Benefits of Cupping:

  • It is also indicated for an array of respiratory, neurological, gastroenterological, and gynecological disorders.
  • According to Hanaway, Cupping Therapy is indicated for blood disorders, pain relief, inflammatory conditions, mental and physical relaxation, varicose veins, and deep tissue massage and quotes up to 50% improvement in fertility levels.
  • Cupping is an ancient method of treatment that has been used in the treatment of a broad range of conditions.
  • Conditions like blood diseases such as hemophilia and hypertension, rheumatic conditions ranging from arthritis, sciatica, back pain, migraine, anxiety, and general physical and mental well-being.
  • By creating suction and negative pressure, it has been found to affect the body up to four inches into the tissues.
  • So it is used to treat muscle pain and spasms, drain excess fluids and toxins, and loosen adhesions, connective tissue, and stubborn knots in soft tissue.
  • It helps stimulate blood circulation and bring blood flow to nourish stagnant muscles and skin, enhance the flow of energy, stimulate the peripheral nervous system
  • It activates the lymphatic system, clears colon blockages, helps activate and clear the arteries, veins, and capillaries, and improves varicose veins.
  • Cupping draws the inflammation out, yet does not add to it.
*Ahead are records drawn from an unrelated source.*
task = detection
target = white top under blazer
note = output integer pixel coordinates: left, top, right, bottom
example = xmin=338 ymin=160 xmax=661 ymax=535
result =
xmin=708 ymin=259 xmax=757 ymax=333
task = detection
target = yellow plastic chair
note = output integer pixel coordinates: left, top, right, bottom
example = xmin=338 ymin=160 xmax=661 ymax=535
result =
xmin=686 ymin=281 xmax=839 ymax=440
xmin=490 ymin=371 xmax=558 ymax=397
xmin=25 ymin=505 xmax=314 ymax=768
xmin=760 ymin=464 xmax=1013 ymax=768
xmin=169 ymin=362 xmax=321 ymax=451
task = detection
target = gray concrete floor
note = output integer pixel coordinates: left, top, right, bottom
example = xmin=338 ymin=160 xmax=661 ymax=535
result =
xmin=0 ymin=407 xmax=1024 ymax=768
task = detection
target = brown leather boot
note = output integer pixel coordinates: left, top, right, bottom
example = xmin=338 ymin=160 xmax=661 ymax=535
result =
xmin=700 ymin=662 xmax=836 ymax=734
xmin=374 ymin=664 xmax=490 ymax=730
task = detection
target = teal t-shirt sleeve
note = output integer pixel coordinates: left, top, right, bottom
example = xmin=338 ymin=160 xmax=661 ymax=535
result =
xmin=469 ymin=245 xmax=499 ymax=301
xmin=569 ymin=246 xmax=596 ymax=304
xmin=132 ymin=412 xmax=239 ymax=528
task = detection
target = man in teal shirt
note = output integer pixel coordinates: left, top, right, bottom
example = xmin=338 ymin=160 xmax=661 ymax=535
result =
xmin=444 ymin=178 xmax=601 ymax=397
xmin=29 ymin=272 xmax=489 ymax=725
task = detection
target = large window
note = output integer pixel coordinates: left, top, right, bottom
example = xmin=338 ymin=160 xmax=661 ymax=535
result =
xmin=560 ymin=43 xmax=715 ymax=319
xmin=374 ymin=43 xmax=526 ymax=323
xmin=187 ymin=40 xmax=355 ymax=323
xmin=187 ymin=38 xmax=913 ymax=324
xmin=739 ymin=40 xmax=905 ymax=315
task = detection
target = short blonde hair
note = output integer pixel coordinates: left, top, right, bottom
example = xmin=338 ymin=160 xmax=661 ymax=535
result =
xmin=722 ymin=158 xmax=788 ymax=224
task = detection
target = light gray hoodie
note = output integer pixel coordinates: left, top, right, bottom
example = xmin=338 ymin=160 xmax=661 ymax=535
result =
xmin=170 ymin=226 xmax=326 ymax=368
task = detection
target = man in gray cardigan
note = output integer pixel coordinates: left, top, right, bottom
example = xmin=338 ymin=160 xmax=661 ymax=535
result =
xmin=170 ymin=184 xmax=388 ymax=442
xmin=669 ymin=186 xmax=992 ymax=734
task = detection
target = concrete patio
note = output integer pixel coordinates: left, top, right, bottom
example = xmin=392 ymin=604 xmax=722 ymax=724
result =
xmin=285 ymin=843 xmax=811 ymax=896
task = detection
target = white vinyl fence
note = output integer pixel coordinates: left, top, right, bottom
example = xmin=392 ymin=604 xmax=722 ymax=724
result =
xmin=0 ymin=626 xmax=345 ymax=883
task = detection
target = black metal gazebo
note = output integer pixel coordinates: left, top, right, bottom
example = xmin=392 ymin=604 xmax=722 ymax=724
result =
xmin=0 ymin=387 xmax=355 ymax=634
Due to its stimulating and strengthening effects, it has been used successfully to treat all of the following: bowel conditions (IBS, constipation, and diarrhea), headaches, back pain, arthritis, period pain, injuries, asthma, cellulite, fatigue (ME), anemia, depression and emotional problems, atrophy, sciatica, common cold and flu, skin problems, blood pressure, ladies’ problems, weight loss, and more.
  • In the field of dermatology, it has been used with varying degrees of success for the treatment of skin diseases. Now a day, the use of alternative therapies is rising, and the use of them may undoubtedly become more common.